“Look up to the sky. You’ll never find rainbows if you’re looking down”
#PhilosophicalWednesday #19
In the past there were historical periods considered particularly “enlighted” when art and science used to converge so favourably that academics coined the definition: “art of wonder”.
It’s the case of the seventeenth‐century Baroque era that ‐ influenced by scientific discoveries and the decline of anthropocentric perspective ‐ was characterized by a deep change in terms of scenic environment and figurative representation.
This field of research was identified by US Minimalist artists who, inspired by this scientific approach and the typical tendency of Land artists to interact with space, started to consider rainbow one of their favourite motives in order to create a feeling of astonishment and wonder.
Charles Ross’ works (Philadelphia, 1937) – who has a background both in mathematics and art ‐ are based on the relationship between natural phenomena and landscape and produce specific perspective effects.

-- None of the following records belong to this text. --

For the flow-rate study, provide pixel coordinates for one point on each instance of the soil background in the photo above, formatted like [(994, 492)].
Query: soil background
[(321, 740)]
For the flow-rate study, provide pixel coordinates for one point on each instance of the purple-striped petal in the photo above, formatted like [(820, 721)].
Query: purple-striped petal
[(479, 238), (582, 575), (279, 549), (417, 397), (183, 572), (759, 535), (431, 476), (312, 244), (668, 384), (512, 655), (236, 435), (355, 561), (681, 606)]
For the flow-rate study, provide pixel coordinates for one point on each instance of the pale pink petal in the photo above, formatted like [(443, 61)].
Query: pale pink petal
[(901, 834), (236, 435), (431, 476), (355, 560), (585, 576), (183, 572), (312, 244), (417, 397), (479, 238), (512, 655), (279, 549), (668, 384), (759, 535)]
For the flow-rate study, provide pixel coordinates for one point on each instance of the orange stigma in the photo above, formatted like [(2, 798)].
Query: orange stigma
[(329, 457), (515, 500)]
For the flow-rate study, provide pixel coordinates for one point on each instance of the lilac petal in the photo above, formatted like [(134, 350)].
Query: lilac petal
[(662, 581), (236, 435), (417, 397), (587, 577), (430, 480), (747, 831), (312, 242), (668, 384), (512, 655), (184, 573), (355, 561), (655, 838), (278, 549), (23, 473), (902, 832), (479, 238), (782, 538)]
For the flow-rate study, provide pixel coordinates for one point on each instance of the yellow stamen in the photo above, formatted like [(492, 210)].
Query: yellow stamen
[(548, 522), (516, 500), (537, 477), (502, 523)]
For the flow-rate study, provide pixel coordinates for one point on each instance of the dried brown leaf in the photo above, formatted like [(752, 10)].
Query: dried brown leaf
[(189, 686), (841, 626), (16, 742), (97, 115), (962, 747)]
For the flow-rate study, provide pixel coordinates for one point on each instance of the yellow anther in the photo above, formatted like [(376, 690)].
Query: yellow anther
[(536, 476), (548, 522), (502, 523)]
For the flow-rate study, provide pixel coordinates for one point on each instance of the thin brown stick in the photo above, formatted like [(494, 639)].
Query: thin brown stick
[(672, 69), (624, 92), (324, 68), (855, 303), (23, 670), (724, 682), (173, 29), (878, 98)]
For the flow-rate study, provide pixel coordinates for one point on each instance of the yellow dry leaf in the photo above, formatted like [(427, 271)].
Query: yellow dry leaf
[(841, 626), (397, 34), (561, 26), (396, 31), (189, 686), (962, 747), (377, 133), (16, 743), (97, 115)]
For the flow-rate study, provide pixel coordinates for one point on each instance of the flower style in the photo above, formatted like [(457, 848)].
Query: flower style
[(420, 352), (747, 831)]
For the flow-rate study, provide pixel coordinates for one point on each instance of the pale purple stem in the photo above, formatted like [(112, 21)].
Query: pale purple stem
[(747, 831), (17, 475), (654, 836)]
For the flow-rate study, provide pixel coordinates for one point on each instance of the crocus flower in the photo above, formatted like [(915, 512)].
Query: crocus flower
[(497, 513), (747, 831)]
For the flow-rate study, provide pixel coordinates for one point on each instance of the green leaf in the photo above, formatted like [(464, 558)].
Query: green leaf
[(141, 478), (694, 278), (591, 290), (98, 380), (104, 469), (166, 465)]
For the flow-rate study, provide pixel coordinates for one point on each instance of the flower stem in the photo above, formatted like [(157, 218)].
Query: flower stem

In 1996 he unveiled his incredible artwork “Dwan Light Sanctuary” where 24 glass prisms are aligned with the sun, the moon and the stars. As a result rainbows are projected inside the architecture and their exact time and area of appearance strictly depend on seasonal events such as solstices, equinoxes and Earth’s position from the sun and the moon.

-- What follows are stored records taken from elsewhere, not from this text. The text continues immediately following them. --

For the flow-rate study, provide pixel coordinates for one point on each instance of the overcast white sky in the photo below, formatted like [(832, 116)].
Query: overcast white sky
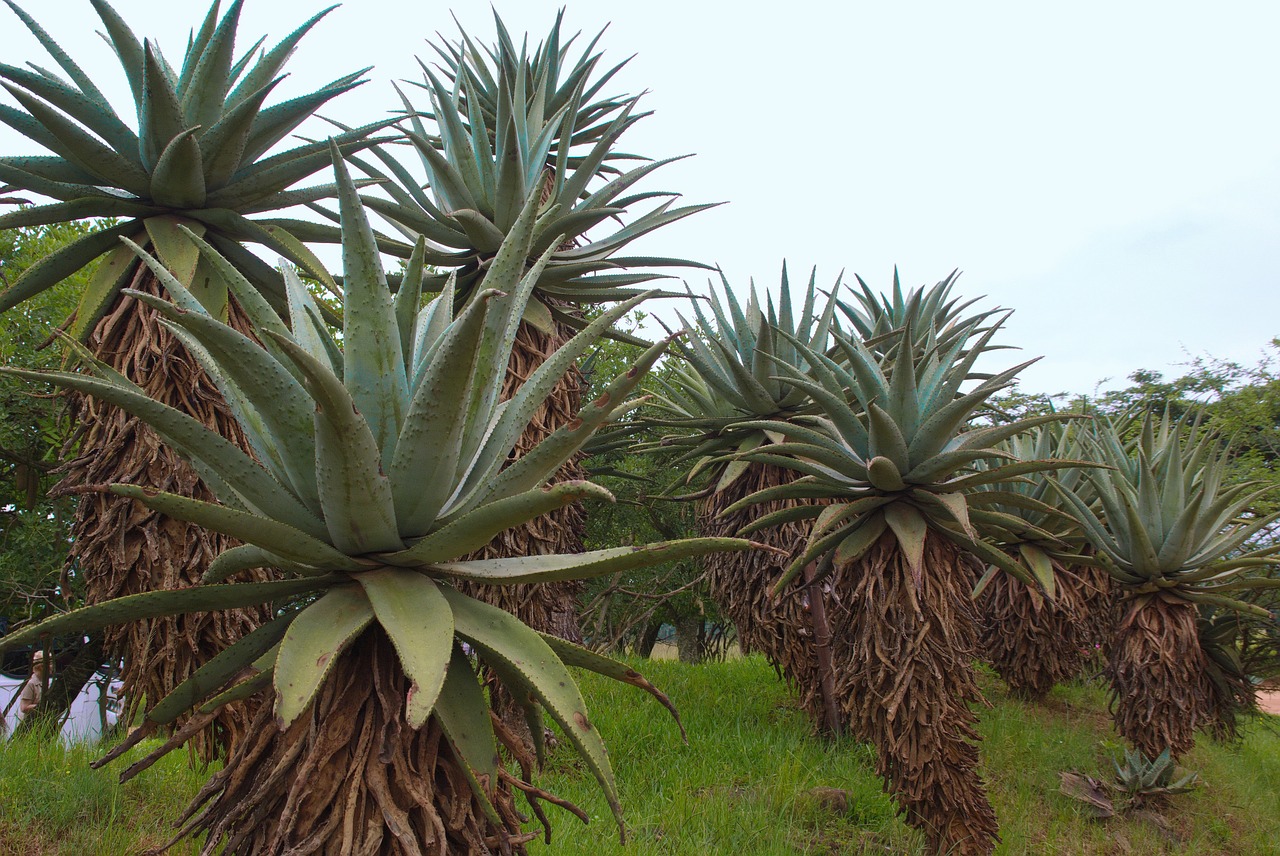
[(1107, 169)]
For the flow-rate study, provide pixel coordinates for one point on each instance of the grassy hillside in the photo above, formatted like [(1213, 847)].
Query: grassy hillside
[(752, 781)]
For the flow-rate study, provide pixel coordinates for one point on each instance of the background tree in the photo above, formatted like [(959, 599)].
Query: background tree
[(35, 580)]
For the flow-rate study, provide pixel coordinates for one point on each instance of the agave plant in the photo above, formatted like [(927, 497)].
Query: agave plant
[(891, 453), (927, 311), (1139, 783), (196, 159), (549, 137), (1175, 536), (713, 399), (507, 126), (1034, 641), (378, 465)]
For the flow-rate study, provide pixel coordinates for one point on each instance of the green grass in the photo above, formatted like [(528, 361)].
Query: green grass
[(745, 784), (51, 802)]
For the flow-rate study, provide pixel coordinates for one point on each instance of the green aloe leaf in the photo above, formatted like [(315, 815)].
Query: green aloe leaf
[(355, 494), (475, 529), (585, 566), (530, 668), (420, 625), (312, 645), (158, 604), (269, 534)]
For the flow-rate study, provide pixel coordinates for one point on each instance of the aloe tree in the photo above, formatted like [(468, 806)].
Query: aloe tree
[(891, 452), (1175, 536), (504, 126), (713, 399), (378, 465), (199, 160), (1036, 636)]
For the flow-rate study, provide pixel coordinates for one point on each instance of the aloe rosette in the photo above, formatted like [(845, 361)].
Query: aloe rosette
[(1038, 636), (199, 151), (378, 463), (708, 406), (891, 452), (1175, 536), (552, 137), (200, 155), (504, 126)]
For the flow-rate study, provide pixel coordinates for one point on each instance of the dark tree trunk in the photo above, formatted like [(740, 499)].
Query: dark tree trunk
[(647, 639), (777, 626), (691, 637)]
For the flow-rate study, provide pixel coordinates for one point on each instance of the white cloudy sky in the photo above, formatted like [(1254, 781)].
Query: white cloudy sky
[(1109, 169)]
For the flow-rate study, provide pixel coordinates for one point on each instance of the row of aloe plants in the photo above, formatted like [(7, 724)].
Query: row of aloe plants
[(378, 511), (922, 530)]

It’s the Danish artist Ólafur Elíasson (Copenaghen, 1967) to be the Minimalists’ spiritual heir conceiving artworks where our perception and our role in the space of representation are both challenged.

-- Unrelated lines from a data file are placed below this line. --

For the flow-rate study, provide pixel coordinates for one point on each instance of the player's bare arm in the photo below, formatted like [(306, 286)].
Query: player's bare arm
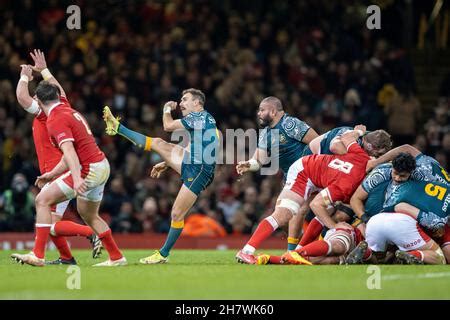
[(169, 124), (310, 136), (391, 155), (22, 92), (357, 201), (253, 164), (40, 65), (73, 163), (319, 206)]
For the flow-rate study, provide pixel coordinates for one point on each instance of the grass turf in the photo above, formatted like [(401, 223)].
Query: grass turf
[(210, 274)]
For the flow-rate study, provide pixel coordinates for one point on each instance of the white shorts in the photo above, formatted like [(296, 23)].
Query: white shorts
[(397, 229), (60, 208), (95, 181)]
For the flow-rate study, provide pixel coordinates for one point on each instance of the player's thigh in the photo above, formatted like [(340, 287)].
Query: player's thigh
[(51, 194), (59, 209), (375, 233), (183, 203), (408, 235), (87, 208)]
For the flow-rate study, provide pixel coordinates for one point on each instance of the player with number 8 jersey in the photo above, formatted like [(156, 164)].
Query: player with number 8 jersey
[(337, 175)]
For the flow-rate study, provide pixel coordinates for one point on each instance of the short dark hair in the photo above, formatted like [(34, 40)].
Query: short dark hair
[(273, 101), (47, 92), (197, 94), (404, 162), (379, 140)]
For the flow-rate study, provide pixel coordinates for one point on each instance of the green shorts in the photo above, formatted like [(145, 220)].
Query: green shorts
[(197, 177)]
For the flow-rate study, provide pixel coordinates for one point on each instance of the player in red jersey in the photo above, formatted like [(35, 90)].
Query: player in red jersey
[(89, 170), (48, 157), (337, 175)]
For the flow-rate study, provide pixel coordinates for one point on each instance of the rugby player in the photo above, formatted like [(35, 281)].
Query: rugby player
[(195, 166), (338, 175), (86, 167), (48, 157), (285, 137)]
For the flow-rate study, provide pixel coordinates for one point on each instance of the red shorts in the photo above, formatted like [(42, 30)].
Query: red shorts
[(298, 182)]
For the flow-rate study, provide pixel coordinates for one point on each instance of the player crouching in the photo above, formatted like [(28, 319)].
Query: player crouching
[(336, 243)]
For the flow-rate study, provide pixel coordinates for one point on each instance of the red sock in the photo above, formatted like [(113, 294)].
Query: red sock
[(69, 229), (263, 231), (317, 248), (110, 245), (62, 246), (367, 254), (275, 260), (40, 242), (314, 229), (417, 253)]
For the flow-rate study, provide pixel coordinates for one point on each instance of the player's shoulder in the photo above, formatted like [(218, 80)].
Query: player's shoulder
[(293, 126), (379, 174)]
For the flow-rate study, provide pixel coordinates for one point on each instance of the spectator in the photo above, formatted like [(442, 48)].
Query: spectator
[(17, 204)]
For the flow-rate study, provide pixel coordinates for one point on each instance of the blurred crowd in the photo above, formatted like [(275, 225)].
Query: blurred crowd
[(316, 56)]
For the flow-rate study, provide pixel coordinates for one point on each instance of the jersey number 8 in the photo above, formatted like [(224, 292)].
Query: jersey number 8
[(435, 191), (340, 165)]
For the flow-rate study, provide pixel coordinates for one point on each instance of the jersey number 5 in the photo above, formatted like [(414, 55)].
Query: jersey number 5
[(80, 118), (340, 165), (435, 191)]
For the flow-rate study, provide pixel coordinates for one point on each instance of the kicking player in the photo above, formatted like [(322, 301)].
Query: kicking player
[(87, 175), (196, 167), (48, 157), (338, 175), (283, 136)]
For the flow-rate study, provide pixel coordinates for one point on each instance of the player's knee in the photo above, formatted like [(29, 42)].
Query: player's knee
[(338, 248), (340, 216), (42, 200), (446, 251), (177, 214), (282, 216)]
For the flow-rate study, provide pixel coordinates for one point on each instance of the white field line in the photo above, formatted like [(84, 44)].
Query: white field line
[(430, 275)]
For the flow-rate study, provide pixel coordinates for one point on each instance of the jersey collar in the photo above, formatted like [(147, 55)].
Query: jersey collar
[(53, 106)]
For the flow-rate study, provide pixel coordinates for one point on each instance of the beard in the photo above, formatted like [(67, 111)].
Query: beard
[(264, 122)]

In his work “Colour space embracer” (2005) three concentric colourful rings turn while illuminated by a lamp, causing the projection of a spectrum of coloured light (a rainbow) that circles and scans the room. This way, the artwork becomes a medium to create an illusionary distortion of space and to expand the idea of what is perceived without limits.
As though distorting reality made it “more real” or, to be more precise, hyperreal, to the eye.